International Conference on Electromagnetic Isotope Separators and Related Topics (EMIS 2015)

Production, Purification, and Analysis of a Ho-163 Sample for the Neutrino Mass Determination

14 May 2015, 16:30

20m

Pentlind Ballroom

Oral Presentation Session 15

Speaker

Mr Fabian Schneider (Johannes Gutenberg-Universität, Mainz, Germany)

Description

The ECHo collaboration investigates the electron capture decay (EC) of Ho-163 for determining the mass of the electron neutrino. The spectrum of the EC is recorded by metallic magnetic calorimeters (MMC) and the neutrino mass is deduced from the analysis of the endpoint region of the spectrum.
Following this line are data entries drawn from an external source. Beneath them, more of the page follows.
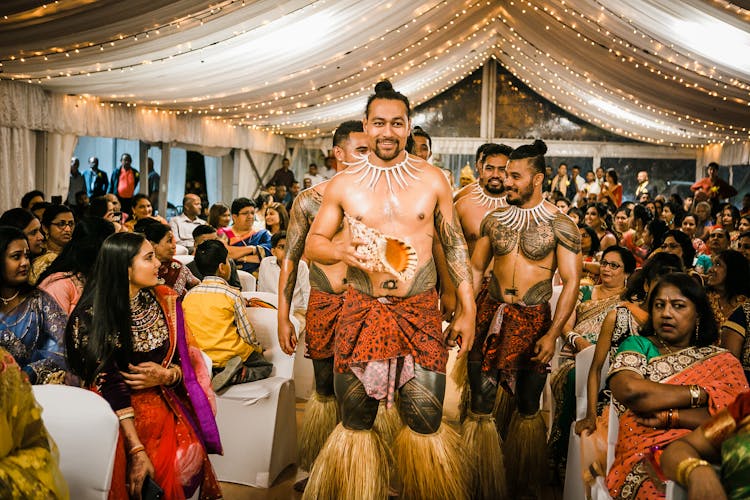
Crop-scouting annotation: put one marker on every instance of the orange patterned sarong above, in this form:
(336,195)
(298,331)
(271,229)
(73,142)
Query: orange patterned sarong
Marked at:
(322,315)
(506,335)
(373,329)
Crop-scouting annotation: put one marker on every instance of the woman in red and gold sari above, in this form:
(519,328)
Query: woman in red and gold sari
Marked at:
(671,380)
(126,339)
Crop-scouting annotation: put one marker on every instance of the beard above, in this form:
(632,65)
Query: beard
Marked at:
(494,190)
(523,195)
(388,155)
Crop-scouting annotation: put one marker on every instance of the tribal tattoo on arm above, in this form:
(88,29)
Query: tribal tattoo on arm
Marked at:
(454,245)
(306,203)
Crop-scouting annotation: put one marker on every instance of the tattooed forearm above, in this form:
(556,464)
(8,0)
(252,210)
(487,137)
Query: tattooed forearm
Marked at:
(425,279)
(539,293)
(319,280)
(454,246)
(299,225)
(291,282)
(359,280)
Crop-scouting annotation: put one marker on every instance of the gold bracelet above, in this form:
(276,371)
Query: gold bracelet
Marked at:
(686,467)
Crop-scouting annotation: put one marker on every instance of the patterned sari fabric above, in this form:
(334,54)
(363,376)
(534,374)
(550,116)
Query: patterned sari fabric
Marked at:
(729,431)
(506,334)
(590,315)
(33,333)
(28,457)
(322,315)
(380,339)
(714,369)
(175,424)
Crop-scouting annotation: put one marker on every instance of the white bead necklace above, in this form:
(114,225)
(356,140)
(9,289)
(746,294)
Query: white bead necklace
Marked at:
(370,174)
(517,218)
(484,200)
The required Ho-163 samples are produced by reactor activation of enriched Er-162. Co-produced long-lived radio isotopes producing unacceptable levels of background need to be removed. By ion exchange chromatography both prior to and after the irradiation a pure Ho fraction can be obtained, leaving Ho-166m as the only remaining long-lived contamination. Resonance ionization at a mass separator offers a suitable method to further purify the sample and to implant Ho-163 into the calorimeters in a single step. This combines additional element-selectivity and high ionization efficiency, in particular regarding lanthanides, with precise control and monitoring of the implantation. The RISIKO mass separator of the LARISSA working group is an ideal tool with its existing resonance ionization laser ion source and the associated high-performance pulsed Ti:sapphire laser system. This highly element-selective method and a sector field mass separation result in no radioactive co-implants beyond a fraction of 1 ppb with respect to Ho-163. To increase the implantation yield, a new focusing and scanning stage is currently being designed which matches the beam characteristics to the miniature geometry of the MMC. In addition to the calorimetric spectrum, an independent measurement of the EC Q-value, i.e., the mass difference between parent and daughter nuclide, is necessary as a consistency check and to quantify systematics such as solid state effects. The ideal way for a model independent Q-value measurement is by high-precision Penning-trap mass spectrometry. For this purpose the chemically purified Ho-163 sample is sufficient as the only isobar, Dy-163, is suppressed by the chemical separation. Ion production from samples with only 10^16 atoms was studied at TRIGA TRAP using an improved laser ablation ion source. Determination of the Q-value was demonstrated and the uncertainty of the atomic masses of Ho-163 and Dy-163 improved by a factor of two compared to literature. This combination of sample and ion production can now be used at SHIPTRAP to perform the measurements on a 30 eV uncertainty level, thus providing the very important input for the ECHo project.